Il sacerdote insiste molto sulla necessità che la Chiesa riconosca questa assenza di relazioni significative con il mondo adulto, e la fine della “cristianità” (senza risentimento e in modo sereno) per accettare la necessità di un nuovo paradigma pastorale. Bisogna “far pace con il mondo che è già cambiato” perché oggi essere adulti significa accedere a una sorta di prateria dai confini immensi, in cui sembra che nulla sia precluso. Prendere atto che l’essere cristiani non è più (anzi…) un elemento fondante dell’essere adulti.
Per questo propone un cambio di paradigma nella pastorale con gli adulti. Non più la categoria della “consolazione” (in una vita piena di limiti, sofferenze e privazioni, con una fede basata sui dogmi, sui precetti e sul peccato) ma quella della “mitezza”. Per “andare incontro a quella domanda di senso circa la propria libertà e unicità che l’adulto contemporaneo vive in modo bruciante e che per il momento pare aver trovato solo nel mito della giovinezza una convincente quanto pericolosa risposta”.
È importante partire dalla consapevolezza che le “chiese vuote” non significano che le persone non abbiano bisogno di spiritualità. Di riflettere sul senso della propria vita, sui temi della trascendenza, della fede. Di trovare momenti e spazi per trovare sé stessi e incontrare l’Altro. E in questo Cristo, con il suo sguardo d’amore, di mitezza, di libertà, può essere una risposta che può aiutare a vivere la vita in pienezza. Perché il mite è “colui che non vuole mai essere senza l’altro”, un anticipatore di futuro perché “vede la potenza del bene oltre la prepotenza del male”. Per avere “potere sopra il proprio potere, libertà sopra la propria libertà”. Cioè per essere adulto, vivendo la propria libertà nel farsi “samaritano” per l’altro.
Lo scollamento è soprattutto tra questo “bisogno” di spiritualità e di senso delle persone, e la risposta che viene offerta da parte della Chiesa, dal punto di vista pastorale e liturgico.
Serve molto coraggio da parte della Chiesa. Eppure il momento storico è favorevole (soprattutto con Papa Francesco, ma non solo). Don Armando fa anche alcune interessanti proposte che possono essere attuate già da subito nelle parrocchie. Ma sarebbero un primo possibile passo di un necessario rinnovamento, essenziale per realizzare il “sogno di una Chiesa capace di parole per gli adulti e le adulte del nostro tempo”. Sperando che davvero nelle comunità così come in chi ha responsabilità, ci sia il coraggio di mettersi in discussione e di cambiare, perché in questo caso restare fermi (magari in un – insensato – rimpianto del passato) significa condannare la Chiesa a venire meno al mandato di Gesù Cristo: “Andate in tutto il mondo e proclamate il Vangelo a ogni creatura” (Mt 16, 15).

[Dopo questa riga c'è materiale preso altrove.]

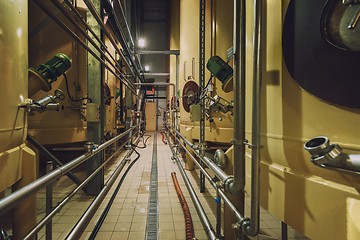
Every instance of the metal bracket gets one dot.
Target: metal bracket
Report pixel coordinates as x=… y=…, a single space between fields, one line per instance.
x=251 y=146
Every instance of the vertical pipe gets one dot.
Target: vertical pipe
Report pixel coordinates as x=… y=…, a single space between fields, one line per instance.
x=200 y=210
x=239 y=40
x=284 y=235
x=202 y=84
x=95 y=86
x=218 y=213
x=49 y=189
x=176 y=91
x=256 y=130
x=239 y=96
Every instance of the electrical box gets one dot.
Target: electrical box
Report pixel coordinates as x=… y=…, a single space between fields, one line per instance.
x=92 y=112
x=195 y=112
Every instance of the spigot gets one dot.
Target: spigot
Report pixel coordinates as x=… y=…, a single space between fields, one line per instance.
x=47 y=103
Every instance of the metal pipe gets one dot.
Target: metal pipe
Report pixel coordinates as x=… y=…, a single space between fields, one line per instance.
x=82 y=31
x=176 y=90
x=164 y=52
x=240 y=219
x=225 y=178
x=253 y=228
x=84 y=220
x=19 y=195
x=81 y=42
x=326 y=155
x=163 y=84
x=189 y=227
x=97 y=17
x=202 y=215
x=49 y=195
x=218 y=212
x=238 y=184
x=61 y=204
x=113 y=15
x=51 y=157
x=202 y=46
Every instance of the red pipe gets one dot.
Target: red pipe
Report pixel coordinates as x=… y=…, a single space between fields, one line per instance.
x=163 y=138
x=189 y=227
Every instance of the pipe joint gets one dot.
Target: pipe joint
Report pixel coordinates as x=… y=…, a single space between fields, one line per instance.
x=231 y=186
x=328 y=155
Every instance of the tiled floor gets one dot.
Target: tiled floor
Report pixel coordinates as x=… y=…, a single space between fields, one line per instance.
x=127 y=216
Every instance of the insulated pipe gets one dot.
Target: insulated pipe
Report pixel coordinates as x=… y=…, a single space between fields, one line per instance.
x=19 y=195
x=63 y=202
x=253 y=224
x=238 y=184
x=200 y=210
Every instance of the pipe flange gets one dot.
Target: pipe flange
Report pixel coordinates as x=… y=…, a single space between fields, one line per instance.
x=228 y=182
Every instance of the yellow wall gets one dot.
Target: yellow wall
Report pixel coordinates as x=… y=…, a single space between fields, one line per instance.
x=317 y=202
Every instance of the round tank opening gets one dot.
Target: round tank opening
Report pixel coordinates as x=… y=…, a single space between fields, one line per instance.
x=316 y=142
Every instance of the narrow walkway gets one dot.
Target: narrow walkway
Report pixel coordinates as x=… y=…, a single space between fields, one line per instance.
x=127 y=217
x=128 y=214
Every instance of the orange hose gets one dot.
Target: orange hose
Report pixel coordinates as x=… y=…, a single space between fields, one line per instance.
x=189 y=228
x=163 y=138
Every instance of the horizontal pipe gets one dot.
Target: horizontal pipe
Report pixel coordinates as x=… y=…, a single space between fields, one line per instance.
x=84 y=220
x=240 y=219
x=156 y=74
x=81 y=42
x=224 y=177
x=97 y=17
x=51 y=157
x=10 y=201
x=200 y=210
x=169 y=52
x=61 y=204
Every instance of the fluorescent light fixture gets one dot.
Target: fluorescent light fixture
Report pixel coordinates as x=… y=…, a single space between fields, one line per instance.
x=141 y=43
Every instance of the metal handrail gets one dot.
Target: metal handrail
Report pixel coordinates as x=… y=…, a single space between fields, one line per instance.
x=63 y=202
x=19 y=195
x=224 y=177
x=240 y=219
x=200 y=210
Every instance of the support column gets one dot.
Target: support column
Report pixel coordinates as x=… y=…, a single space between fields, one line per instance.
x=95 y=86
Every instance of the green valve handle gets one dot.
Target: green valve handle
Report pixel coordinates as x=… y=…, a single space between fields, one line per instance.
x=54 y=67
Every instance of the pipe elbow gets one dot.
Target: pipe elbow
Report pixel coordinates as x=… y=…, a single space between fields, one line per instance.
x=324 y=154
x=232 y=186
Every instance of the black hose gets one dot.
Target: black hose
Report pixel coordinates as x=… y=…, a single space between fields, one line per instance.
x=108 y=206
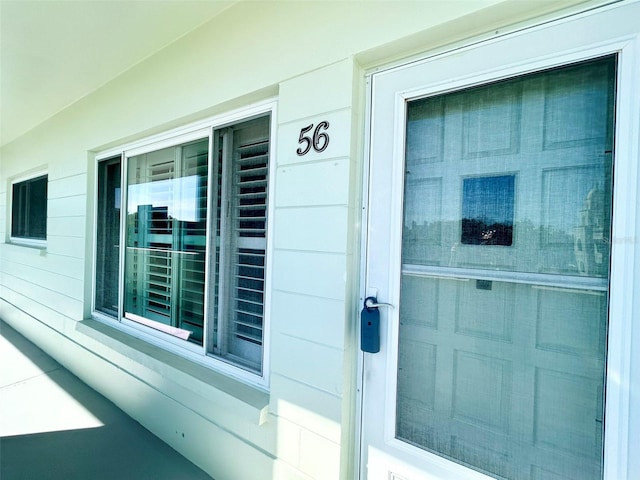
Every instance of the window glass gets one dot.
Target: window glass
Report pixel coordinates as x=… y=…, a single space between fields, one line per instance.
x=108 y=236
x=166 y=239
x=241 y=244
x=29 y=209
x=503 y=305
x=195 y=242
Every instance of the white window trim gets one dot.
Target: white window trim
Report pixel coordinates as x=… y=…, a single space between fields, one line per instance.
x=200 y=129
x=26 y=242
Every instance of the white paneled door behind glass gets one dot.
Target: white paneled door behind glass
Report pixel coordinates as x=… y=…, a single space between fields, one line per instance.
x=494 y=364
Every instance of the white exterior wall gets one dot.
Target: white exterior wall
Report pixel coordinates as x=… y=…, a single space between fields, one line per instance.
x=310 y=57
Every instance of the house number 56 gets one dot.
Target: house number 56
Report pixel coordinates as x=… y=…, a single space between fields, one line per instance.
x=319 y=141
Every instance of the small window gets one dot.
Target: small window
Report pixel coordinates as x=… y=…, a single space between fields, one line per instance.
x=29 y=209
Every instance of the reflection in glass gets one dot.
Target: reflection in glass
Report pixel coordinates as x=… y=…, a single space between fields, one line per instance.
x=108 y=237
x=166 y=239
x=505 y=255
x=487 y=210
x=557 y=143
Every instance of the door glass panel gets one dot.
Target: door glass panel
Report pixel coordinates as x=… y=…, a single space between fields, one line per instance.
x=505 y=262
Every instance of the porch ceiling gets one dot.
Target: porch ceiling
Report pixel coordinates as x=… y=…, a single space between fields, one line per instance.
x=52 y=53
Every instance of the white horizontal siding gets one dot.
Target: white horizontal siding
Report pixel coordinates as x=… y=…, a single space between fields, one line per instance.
x=305 y=316
x=312 y=184
x=320 y=229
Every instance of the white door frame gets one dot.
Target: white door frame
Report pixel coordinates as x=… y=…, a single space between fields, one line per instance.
x=617 y=35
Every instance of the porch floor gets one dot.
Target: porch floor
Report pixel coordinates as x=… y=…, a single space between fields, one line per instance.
x=53 y=426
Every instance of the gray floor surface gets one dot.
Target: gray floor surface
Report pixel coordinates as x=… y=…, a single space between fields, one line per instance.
x=53 y=426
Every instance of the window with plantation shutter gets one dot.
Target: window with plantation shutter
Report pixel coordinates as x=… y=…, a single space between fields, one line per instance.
x=194 y=227
x=239 y=336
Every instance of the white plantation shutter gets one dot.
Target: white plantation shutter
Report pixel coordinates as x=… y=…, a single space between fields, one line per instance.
x=166 y=239
x=196 y=240
x=240 y=332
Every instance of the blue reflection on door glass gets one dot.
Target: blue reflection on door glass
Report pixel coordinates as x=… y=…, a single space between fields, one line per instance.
x=488 y=210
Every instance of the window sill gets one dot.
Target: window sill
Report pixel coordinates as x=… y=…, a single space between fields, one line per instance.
x=231 y=395
x=29 y=242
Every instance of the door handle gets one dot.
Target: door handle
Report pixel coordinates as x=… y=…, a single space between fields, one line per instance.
x=370 y=325
x=372 y=302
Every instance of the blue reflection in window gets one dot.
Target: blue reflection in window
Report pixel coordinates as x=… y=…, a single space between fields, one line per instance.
x=488 y=210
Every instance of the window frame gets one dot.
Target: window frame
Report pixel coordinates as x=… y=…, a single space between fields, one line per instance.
x=201 y=354
x=27 y=241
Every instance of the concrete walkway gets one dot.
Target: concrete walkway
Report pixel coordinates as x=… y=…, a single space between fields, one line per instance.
x=53 y=426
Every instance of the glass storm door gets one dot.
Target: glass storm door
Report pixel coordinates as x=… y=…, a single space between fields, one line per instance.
x=494 y=254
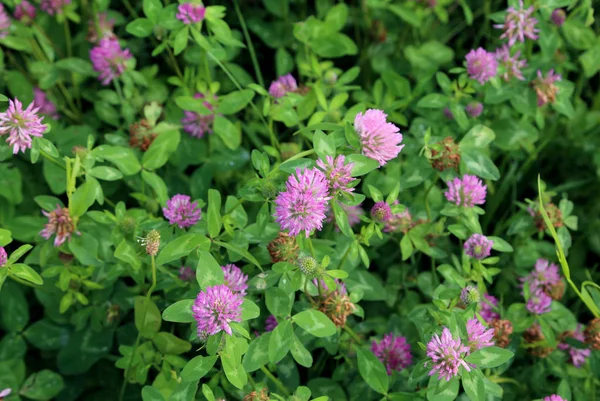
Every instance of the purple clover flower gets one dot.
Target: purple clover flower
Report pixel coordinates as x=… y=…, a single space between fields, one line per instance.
x=270 y=323
x=554 y=397
x=25 y=11
x=181 y=211
x=190 y=13
x=59 y=223
x=235 y=279
x=21 y=125
x=479 y=336
x=52 y=7
x=197 y=124
x=215 y=308
x=488 y=304
x=558 y=17
x=45 y=105
x=467 y=191
x=338 y=173
x=478 y=246
x=518 y=24
x=481 y=65
x=3 y=256
x=380 y=139
x=577 y=356
x=381 y=212
x=393 y=351
x=447 y=355
x=109 y=60
x=474 y=109
x=5 y=22
x=511 y=65
x=282 y=85
x=545 y=275
x=302 y=206
x=539 y=302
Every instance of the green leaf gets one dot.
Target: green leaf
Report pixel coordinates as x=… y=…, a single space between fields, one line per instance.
x=140 y=27
x=26 y=273
x=147 y=317
x=234 y=101
x=127 y=254
x=151 y=394
x=180 y=41
x=16 y=255
x=157 y=184
x=167 y=343
x=315 y=322
x=232 y=365
x=180 y=248
x=179 y=312
x=43 y=385
x=161 y=148
x=324 y=144
x=46 y=335
x=214 y=213
x=489 y=357
x=278 y=301
x=76 y=65
x=433 y=101
x=281 y=341
x=257 y=355
x=479 y=164
x=208 y=271
x=82 y=199
x=474 y=385
x=478 y=137
x=152 y=8
x=249 y=310
x=362 y=164
x=229 y=133
x=300 y=353
x=372 y=371
x=122 y=157
x=198 y=367
x=106 y=173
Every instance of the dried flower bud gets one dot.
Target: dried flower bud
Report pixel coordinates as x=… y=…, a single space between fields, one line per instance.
x=553 y=212
x=502 y=331
x=263 y=395
x=283 y=248
x=469 y=295
x=447 y=157
x=151 y=242
x=141 y=135
x=592 y=334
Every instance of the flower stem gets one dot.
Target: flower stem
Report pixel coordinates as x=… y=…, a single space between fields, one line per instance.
x=352 y=334
x=250 y=46
x=277 y=382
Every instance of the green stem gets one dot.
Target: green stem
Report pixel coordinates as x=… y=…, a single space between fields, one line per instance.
x=70 y=54
x=277 y=382
x=274 y=141
x=250 y=46
x=139 y=336
x=175 y=64
x=352 y=334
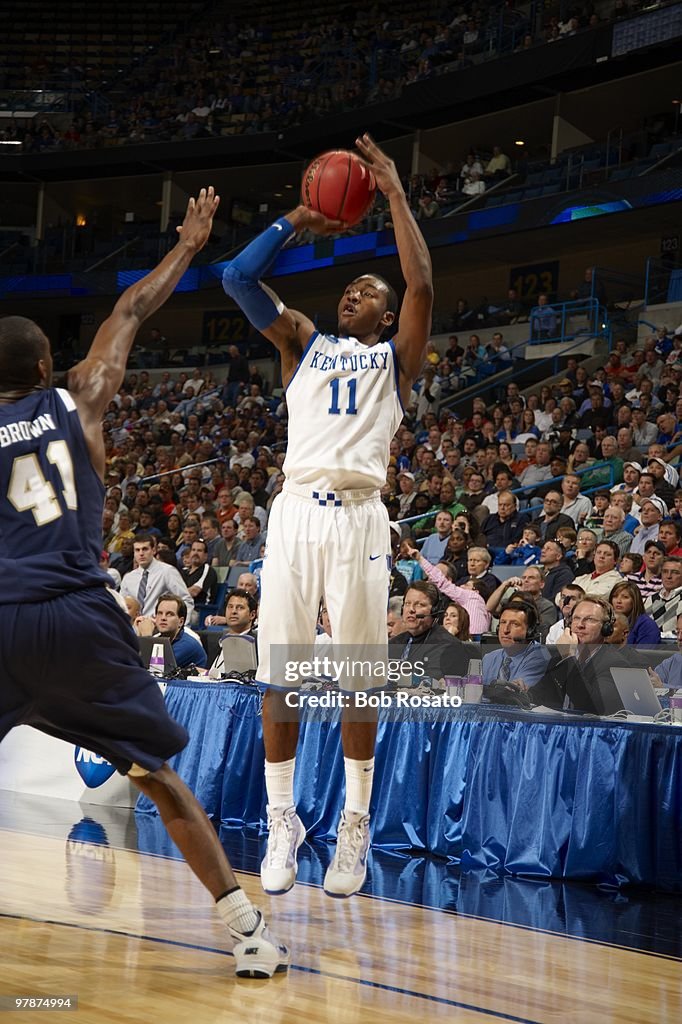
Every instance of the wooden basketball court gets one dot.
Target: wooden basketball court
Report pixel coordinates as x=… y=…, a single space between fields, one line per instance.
x=134 y=936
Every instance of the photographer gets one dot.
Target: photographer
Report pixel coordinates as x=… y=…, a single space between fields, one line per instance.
x=528 y=587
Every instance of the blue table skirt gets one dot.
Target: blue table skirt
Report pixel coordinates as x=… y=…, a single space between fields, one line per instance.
x=497 y=788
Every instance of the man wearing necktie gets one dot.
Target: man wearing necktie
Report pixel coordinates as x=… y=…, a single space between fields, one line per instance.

Un’ultima considerazione. La riflessione è tutta centrata sugli adulti e si parla pochissimo di adolescenti e giovani. Ma è come se fossero sempre sullo sfondo del ragionamento. Perché “se la Chiesa non trova una parola per gli adulti e per le adulte, non ne avrà mai una a disposizione per i giovani e per le giovani”.
E il percorso che è prefigurato come urgente e impellente per gli adulti, lo è ancora di più per i più giovani, la cui voglia di spiritualità, di ricerca di un senso alla vita, e di impegno generoso per i più poveri e la comunità non riesce a trovare una risposta credibile e accattivante dentro la Chiesa.
Un percorso impegnativo ma affascinante e stimolante. E allora... buon cammino!